Show and Tell: Marigolds

Posted by: lynn | Comments (1)

Mel over at Stirrup Queens and Sperm Palace Jesters puts up a “Show and Tell” challenge for bloggers.  I thought it would be fun to play this week. Click on over to read others who are playing, and to join in.

These are my marigolds, the ones that have survived.

marigolds

I did not grow up with green thumbed parents. In fact, the only plant I know for sure my mom kept alive was a silk plant she mistook for real and watered diligently every week. Gardens would wither and die. Houseplants would turn yellow from overwatering.

Our neighbor Marie was a natural-born gardener. From Belgium, she grew up with her hands in the soil. Even in Colorado’s clay, she could create masses of summer color that added distinctive charm to our tract-housing suburban cul de sac. I most remember her marigolds, the vibrant yellows and oranges and reds. Their spicy aroma tempted me to pluck the heads from spindly stems and put them in my mouth.

I’ve always wanted a garden like hers. I’ve tried. I’ve taken xeriscape classes to learn how to work with the drought-tolerant plants that survive best in our high desert landscape here in Denver. I’ve visited the Denver Botanic Gardens and quizzed the master gardeners about why my roses get blighted, why my hydrangea never blooms. I’m a miserable failure 50 percent of the time, and the other half I’m only partially successful in keeping things alive.

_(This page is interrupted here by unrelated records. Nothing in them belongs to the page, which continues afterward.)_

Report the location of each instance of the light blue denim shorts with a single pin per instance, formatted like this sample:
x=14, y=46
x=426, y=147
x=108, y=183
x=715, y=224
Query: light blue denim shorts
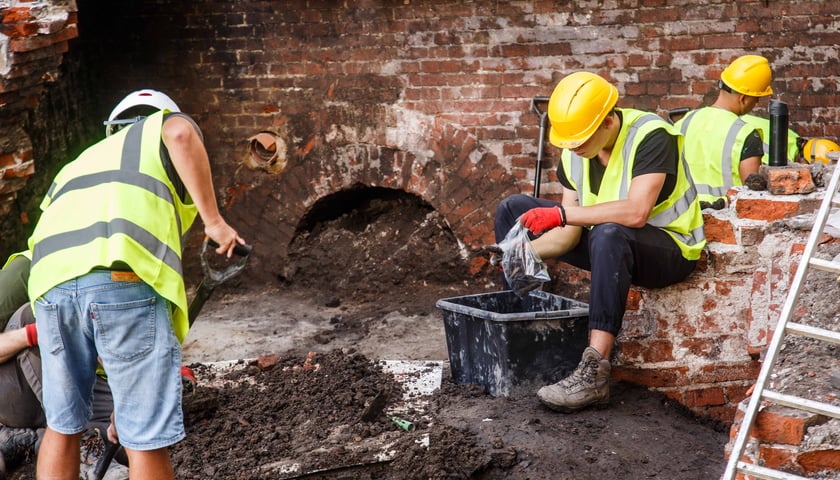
x=127, y=325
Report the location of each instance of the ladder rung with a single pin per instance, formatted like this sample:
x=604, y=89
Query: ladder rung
x=825, y=265
x=767, y=473
x=802, y=403
x=814, y=332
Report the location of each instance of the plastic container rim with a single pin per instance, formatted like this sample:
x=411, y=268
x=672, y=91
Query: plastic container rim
x=447, y=304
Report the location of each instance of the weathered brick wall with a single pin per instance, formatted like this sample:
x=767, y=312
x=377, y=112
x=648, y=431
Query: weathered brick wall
x=433, y=98
x=34, y=37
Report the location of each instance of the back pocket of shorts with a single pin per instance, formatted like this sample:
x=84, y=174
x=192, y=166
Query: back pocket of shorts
x=49, y=312
x=125, y=330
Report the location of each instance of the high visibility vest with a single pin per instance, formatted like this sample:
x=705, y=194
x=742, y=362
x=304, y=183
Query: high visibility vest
x=714, y=140
x=26, y=254
x=763, y=126
x=115, y=203
x=678, y=215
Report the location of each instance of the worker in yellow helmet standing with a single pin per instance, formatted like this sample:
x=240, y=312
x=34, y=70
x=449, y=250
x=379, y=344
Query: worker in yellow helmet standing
x=629, y=214
x=106, y=283
x=722, y=148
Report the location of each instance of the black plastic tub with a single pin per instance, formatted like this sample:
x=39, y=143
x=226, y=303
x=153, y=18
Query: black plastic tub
x=500, y=341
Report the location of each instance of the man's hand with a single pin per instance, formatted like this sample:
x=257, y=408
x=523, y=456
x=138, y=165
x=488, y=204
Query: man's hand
x=538, y=220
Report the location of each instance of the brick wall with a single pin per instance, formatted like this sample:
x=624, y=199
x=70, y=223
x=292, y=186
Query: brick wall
x=434, y=98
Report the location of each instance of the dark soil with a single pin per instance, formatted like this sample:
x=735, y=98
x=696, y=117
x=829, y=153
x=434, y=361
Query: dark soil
x=327, y=415
x=398, y=254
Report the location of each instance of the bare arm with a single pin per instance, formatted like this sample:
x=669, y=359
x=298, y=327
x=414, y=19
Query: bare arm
x=193, y=166
x=11, y=343
x=631, y=212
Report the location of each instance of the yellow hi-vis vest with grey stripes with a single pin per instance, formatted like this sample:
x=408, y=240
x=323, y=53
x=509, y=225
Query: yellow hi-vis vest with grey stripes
x=763, y=126
x=678, y=215
x=115, y=203
x=714, y=140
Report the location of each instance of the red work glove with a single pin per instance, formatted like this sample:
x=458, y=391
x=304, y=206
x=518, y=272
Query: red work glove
x=538, y=220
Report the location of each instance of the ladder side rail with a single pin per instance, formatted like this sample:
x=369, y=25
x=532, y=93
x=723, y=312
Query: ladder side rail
x=800, y=403
x=779, y=333
x=765, y=473
x=825, y=265
x=814, y=332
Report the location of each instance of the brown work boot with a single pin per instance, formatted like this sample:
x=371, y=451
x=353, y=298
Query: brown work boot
x=588, y=385
x=16, y=444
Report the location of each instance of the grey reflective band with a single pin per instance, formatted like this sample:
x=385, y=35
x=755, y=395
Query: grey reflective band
x=577, y=170
x=726, y=155
x=627, y=150
x=686, y=120
x=128, y=174
x=697, y=235
x=133, y=178
x=131, y=147
x=682, y=205
x=117, y=226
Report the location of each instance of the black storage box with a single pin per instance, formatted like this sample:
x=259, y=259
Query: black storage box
x=500, y=340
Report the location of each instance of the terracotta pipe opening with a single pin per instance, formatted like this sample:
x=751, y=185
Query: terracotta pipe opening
x=267, y=150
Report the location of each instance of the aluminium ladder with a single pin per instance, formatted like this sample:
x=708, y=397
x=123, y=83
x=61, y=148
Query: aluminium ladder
x=784, y=327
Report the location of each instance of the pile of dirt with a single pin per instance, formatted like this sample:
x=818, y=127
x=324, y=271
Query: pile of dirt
x=376, y=270
x=384, y=252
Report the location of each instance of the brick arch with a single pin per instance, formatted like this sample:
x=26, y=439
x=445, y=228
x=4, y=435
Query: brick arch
x=450, y=170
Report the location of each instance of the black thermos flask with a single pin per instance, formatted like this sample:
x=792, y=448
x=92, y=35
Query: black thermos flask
x=778, y=133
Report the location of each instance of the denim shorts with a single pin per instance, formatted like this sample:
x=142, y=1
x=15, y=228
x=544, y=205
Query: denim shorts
x=124, y=322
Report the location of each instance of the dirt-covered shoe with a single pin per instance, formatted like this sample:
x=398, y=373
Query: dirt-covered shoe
x=588, y=385
x=16, y=444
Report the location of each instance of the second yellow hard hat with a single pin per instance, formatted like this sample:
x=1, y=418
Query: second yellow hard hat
x=749, y=75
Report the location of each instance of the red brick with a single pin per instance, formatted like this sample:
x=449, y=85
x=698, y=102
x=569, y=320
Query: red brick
x=818, y=460
x=718, y=230
x=783, y=425
x=788, y=180
x=765, y=209
x=712, y=396
x=779, y=457
x=660, y=377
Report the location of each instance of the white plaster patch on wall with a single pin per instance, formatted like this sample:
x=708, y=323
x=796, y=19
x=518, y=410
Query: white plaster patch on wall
x=341, y=134
x=411, y=133
x=51, y=16
x=685, y=63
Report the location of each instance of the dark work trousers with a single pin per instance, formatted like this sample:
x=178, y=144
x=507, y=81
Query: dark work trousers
x=617, y=256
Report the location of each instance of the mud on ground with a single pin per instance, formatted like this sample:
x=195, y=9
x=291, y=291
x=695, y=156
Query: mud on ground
x=361, y=289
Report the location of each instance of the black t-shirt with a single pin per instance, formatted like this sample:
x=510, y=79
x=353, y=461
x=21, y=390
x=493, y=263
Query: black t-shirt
x=753, y=146
x=657, y=153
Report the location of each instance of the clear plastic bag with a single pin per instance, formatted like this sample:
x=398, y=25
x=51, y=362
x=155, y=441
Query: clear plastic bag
x=524, y=270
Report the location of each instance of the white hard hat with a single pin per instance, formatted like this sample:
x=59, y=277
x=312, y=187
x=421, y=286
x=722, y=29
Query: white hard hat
x=148, y=97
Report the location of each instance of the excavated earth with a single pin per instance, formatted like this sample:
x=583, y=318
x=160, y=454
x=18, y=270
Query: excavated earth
x=303, y=378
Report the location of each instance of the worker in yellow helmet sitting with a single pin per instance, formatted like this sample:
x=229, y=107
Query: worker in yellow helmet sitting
x=629, y=214
x=721, y=148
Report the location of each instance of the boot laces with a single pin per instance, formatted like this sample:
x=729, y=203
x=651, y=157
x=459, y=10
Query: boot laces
x=584, y=374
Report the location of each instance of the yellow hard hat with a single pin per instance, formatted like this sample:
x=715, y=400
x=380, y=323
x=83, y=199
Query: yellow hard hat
x=749, y=75
x=817, y=150
x=578, y=105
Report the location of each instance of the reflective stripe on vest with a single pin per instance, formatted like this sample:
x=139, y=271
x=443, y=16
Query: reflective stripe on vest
x=127, y=174
x=142, y=224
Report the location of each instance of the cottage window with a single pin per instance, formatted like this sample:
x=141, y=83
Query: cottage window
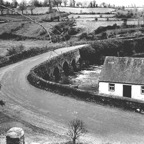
x=142, y=89
x=111, y=87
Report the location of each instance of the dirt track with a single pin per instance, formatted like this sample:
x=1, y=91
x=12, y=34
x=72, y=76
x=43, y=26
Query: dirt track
x=52, y=112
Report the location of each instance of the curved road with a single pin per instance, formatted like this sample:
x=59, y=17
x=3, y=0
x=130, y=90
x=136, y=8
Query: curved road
x=52, y=111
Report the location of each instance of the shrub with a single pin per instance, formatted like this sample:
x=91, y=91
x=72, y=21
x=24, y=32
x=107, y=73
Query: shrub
x=15, y=50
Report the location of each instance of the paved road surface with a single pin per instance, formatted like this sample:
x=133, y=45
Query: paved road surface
x=106, y=124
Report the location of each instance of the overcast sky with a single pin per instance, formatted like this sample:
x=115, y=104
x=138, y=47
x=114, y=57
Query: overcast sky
x=116, y=2
x=120, y=2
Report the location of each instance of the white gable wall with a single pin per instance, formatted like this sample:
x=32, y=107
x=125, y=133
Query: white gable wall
x=135, y=90
x=104, y=88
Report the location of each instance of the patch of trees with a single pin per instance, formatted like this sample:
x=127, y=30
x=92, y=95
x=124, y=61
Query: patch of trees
x=111, y=47
x=64, y=30
x=76, y=129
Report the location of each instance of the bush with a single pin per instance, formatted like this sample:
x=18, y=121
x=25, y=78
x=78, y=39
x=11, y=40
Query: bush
x=15, y=50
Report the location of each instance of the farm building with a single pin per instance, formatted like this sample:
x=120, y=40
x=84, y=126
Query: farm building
x=123, y=76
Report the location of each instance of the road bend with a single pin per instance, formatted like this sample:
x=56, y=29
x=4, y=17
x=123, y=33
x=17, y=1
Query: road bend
x=53, y=111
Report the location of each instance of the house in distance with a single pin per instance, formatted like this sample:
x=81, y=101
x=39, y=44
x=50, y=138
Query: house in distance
x=123, y=76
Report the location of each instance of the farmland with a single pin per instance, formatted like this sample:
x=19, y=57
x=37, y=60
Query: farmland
x=18, y=31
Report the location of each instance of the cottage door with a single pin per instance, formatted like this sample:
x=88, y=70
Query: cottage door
x=127, y=91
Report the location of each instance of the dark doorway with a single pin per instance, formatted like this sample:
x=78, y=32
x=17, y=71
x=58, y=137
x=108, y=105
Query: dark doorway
x=66, y=68
x=127, y=91
x=56, y=74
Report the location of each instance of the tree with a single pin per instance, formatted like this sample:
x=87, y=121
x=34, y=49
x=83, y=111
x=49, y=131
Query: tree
x=57, y=2
x=72, y=3
x=65, y=2
x=2, y=103
x=23, y=6
x=32, y=6
x=1, y=8
x=79, y=4
x=76, y=129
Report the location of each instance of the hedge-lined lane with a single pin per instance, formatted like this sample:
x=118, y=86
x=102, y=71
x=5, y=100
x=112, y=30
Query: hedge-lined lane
x=104, y=122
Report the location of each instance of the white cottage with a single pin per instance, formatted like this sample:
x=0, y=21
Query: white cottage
x=123, y=76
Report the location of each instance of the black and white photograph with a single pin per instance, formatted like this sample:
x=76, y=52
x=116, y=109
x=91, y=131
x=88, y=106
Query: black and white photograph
x=71, y=72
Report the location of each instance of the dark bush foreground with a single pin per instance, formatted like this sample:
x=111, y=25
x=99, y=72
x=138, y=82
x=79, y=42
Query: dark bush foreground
x=96, y=52
x=67, y=90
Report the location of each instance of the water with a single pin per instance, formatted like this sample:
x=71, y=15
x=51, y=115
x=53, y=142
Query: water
x=87, y=79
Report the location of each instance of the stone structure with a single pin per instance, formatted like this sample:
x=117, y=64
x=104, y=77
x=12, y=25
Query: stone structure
x=15, y=136
x=123, y=77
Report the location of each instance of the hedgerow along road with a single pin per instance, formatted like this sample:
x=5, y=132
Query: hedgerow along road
x=53, y=111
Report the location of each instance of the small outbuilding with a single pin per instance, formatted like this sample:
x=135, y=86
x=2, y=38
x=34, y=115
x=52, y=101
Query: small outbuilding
x=123, y=77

Part of the issue is a theme of my life: sticking to it. This summer, I planted 96 marigold plants. Most went into pots,and three dozen went into the ground. Our abnormally wet weather saved me–and the marigolds in the ground. Because for the past 6 weeks, I’ve mostly forgotten to water the potted flowers. When  I went out of town three weeks ago, I reminded Steve to water them for me, and I’m afraid they were goners by then.

I love the process of planning a garden. I love the process of planting. I just don’t love the upkeep of a garden–the watering, fertilizing, weeding. It’s not exhausting. I always seem to have better things to do. So my garden–succulent and vibrant in the beginning–is bedraggled by August. If I weren’t gardening mostly in pots, I’d put in a drip system on a timer, which has worked for me in the past. Or, maybe next summer I’ll pay a neighborhood kid (or maybe my own) to water my plants for me.

This weekend, I’ll toss all the dead flowers: bad feng shui to keep them around, and plain ugly. And I’ll say a little prayer to the goddess of all things growing to forgive me for slaughtering her beautiful children. And I’ll pledge to do better next year.